Todd and his son Joel Blakney each entered a car at the 51st annual Auto Value Parts Stores World of Wheels car show Feb. 24-26 at the BMO Centre in Calgary.
Todd walked away with the best display award, and finished second place in his class for his 1970 custom Psycobird.
Joel earned the Rising Star award for his work on his 1968 Pontiac GTO.
“It’s a pretty cool feeling to both win an award. We have never entered a show together,” said Todd. “It’s been in the back of my mind to create something like this for a long time now.”
Todd, the owner of Muscle Motors, said that Joel has been running around with a wrench in his hand at the shop since he was three years old. For his son’s 14th birthday, he gave him the GTO as a gift and a future project.
“The goal was always to give him the car and use it as a way to help catapult his career,” said Todd. “He could have chosen to stay in the family business, but he chose his own route with welding, and that probably makes me the most proud.”
The custom orange GTO sat in his family’s garage and the garage at Muscle Motors for 11 years, while they slowly worked away on it.
“We started working right away, we stripped it all down; every nut and bolt, the paint and the motor, is brand new,” said Joel.
Building cars from scratch isn’t easy. Aside from the labour needed outside of Todd’s busy workday, the two put a lot of time and money in to acquire the proper parts for their ride.
“I’ve always been around shops and other vehicles,” said Joel, a Strathmore High School grad. “The hardest part was staying motivated, keeping the vision of the end project in mind. I’m happy I stuck with it, put the effort in and now to get rewarded for it.”
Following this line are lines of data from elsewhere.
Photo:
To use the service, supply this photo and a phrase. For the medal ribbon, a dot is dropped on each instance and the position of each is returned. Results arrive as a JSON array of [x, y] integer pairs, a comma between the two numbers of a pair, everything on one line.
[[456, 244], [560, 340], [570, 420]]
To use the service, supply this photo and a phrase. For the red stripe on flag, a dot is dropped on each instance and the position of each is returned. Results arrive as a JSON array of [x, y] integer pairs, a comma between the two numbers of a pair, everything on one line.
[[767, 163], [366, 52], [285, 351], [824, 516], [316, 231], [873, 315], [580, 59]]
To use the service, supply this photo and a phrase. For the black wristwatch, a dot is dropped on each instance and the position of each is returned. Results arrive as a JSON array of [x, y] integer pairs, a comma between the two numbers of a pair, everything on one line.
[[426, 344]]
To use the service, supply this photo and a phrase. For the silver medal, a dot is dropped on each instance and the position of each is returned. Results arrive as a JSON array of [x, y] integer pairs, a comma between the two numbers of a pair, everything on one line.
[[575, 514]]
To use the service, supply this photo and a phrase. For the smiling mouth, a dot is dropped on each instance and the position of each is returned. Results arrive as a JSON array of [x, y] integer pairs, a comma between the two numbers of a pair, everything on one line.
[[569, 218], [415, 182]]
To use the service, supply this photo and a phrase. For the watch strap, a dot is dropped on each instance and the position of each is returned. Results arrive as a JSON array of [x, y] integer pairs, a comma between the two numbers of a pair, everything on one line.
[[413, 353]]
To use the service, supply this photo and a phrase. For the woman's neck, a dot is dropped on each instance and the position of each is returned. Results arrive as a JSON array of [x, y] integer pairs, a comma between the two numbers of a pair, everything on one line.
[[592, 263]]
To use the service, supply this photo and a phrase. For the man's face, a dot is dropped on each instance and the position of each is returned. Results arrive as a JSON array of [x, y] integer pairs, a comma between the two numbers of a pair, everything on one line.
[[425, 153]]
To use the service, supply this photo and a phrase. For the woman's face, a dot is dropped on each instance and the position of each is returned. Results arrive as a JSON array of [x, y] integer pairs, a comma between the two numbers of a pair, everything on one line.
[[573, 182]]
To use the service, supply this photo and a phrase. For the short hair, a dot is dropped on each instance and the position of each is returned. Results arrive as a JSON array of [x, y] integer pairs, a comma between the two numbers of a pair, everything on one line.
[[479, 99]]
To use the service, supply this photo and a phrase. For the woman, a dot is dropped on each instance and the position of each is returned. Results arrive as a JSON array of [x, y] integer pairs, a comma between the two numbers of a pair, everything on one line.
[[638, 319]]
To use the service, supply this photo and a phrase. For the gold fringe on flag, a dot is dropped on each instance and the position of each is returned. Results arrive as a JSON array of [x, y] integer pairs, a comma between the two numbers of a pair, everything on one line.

Todd’s project, what he calls the Psycobird, has the front end of a Dodge and the body of a Plymouth. His one-of-a-kind car was 15 years in the works.
There was a lot of give-and-take along the way for the pairing. Todd came loaded with years of experience and Joel brought a different perspective for the end goal.
“One of the challenges was collaborating on ideas,” said Todd. “One of the biggest debates was on the paint colour for my car. I wanted more of an old-school colour and Joel thought a trendier colour would be better.”
Todd later settled on a metallic green paint infused with pearl, so it changes brightness going from the sun to shade.
The projects never end for Todd. He has a 1926 International that he has been chipping away at for some time, but admits that it might be another 10 years until completion.
Joel has turned his focus to school. Attending SAIT, he is working on his welding ticket and his millwright apprenticeship. He is looking forward to taking his GTO out on the road once the snow melts and the rocks are removed from the road. He also spotted a 1938 Ford pickup, which he would like to get his hands on one day down the road.